ExxonMobil an integrated oil company. It starts it business with exploration and production of crude oil and natural gas, then to production of petroleum products, and finally transportation and sale of the crude oil, natural gas and petroleum products. Oil prices are up 50 percent. From the lows of January 2016. ExxonMobil has achieved free cash flow neutrality (cash from operations covers capital expenditure, dividends, and share repurchases). The stock also offers a 3.3 percent dividend yield.
Johnson & Johnson (JNJ)
Johnson & Johnson is the world’s largest and diversified healthcare company. Its revenue is divided among the pharmaceutical, medical device, and consumer divisions. The company should continue to benefit from the aging population and rising standards of living. The company enjoys an AAA-rating on the balance sheet, produces free cash flow, and generates above-average returns on the equity. It has a 2.8 percent dividend yield.All these factors make Johnson & Johnson secure a spot on the list of the stocks to buy in 2017.

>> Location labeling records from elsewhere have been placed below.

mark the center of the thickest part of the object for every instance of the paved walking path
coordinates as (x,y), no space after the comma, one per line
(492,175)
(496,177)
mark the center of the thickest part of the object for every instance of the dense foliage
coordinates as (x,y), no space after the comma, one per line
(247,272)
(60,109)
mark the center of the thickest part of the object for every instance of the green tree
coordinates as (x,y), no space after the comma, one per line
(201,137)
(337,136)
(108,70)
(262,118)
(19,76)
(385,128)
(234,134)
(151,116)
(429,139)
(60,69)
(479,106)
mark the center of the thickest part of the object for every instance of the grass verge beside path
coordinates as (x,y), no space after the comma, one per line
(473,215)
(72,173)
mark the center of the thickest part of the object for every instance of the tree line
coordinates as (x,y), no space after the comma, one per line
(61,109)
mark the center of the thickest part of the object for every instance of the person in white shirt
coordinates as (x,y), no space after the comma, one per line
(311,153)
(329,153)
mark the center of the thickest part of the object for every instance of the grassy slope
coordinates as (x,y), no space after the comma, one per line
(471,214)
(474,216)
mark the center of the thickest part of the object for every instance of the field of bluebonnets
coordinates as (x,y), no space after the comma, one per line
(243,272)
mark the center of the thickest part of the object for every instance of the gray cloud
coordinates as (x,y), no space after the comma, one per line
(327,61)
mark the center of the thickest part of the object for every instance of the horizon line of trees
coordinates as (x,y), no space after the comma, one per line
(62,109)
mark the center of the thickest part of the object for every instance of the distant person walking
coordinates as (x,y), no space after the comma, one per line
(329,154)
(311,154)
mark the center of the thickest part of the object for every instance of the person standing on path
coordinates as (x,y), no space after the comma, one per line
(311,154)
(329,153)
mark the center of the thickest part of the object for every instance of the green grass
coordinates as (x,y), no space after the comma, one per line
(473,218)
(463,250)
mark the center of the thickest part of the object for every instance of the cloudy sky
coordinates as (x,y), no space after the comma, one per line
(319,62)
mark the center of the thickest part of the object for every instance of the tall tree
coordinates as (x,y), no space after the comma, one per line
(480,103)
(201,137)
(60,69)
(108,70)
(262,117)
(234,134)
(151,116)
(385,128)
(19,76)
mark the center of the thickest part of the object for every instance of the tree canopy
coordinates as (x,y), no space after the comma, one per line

The home improvement sector is an attractive area in retail. LOW’s operates a duopoly with competitor Home Depot, while the remaining are small competitors. They also offer immunity from online competition from Amazon.com. These characteristics are rare in the retail sector. Their earnings growth has been very strong in the last few years as solid sales combined with margin expansion has led to producing high-teens EPS growth. Based on positive sales and margin trends, the company will continue to put up double-digit EPS growth for several more years.
Better known for Windows operating system, it is a productivity software powerhouse that has moved to the cloud and a subscription-based revenue model. Azure is Microsoft’s flexible and open enterprise, a cloud computing platform that has become number two to Amazon. Microsoft office and server tools appeal to the commercial enterprises. In 2017 the subscription revenue was large enough to offset the loss of one-time software sales. The stock is trading at 20.7 times estimated CY17 EPS.
Sprouts Farmers Market (SFM)
Shares of Sprouts Farmers Market have suffered due to intense competition and food price deflation. The company operates healthy grocery stores that offer fresh, natural, non-GMO and organic food. The company sits at the crossroads of natural/organic, affordability and accessibility. Their prices are 20 percent-25 percent below traditional supermarkets. Sprouts attract everyday shoppers and the hardcore natural foods customer.
United Technologies (UTX)
United Technologies is a diversified industrial company which provides various products and services to building systems and aerospace industries across the world. Aerospace targets commercials and government. It has a long record of financial performance with double-digit EPS, cash generation, and rock solid balance sheet. The company offers value to long-term investors; the current dividend yield is 2.4%.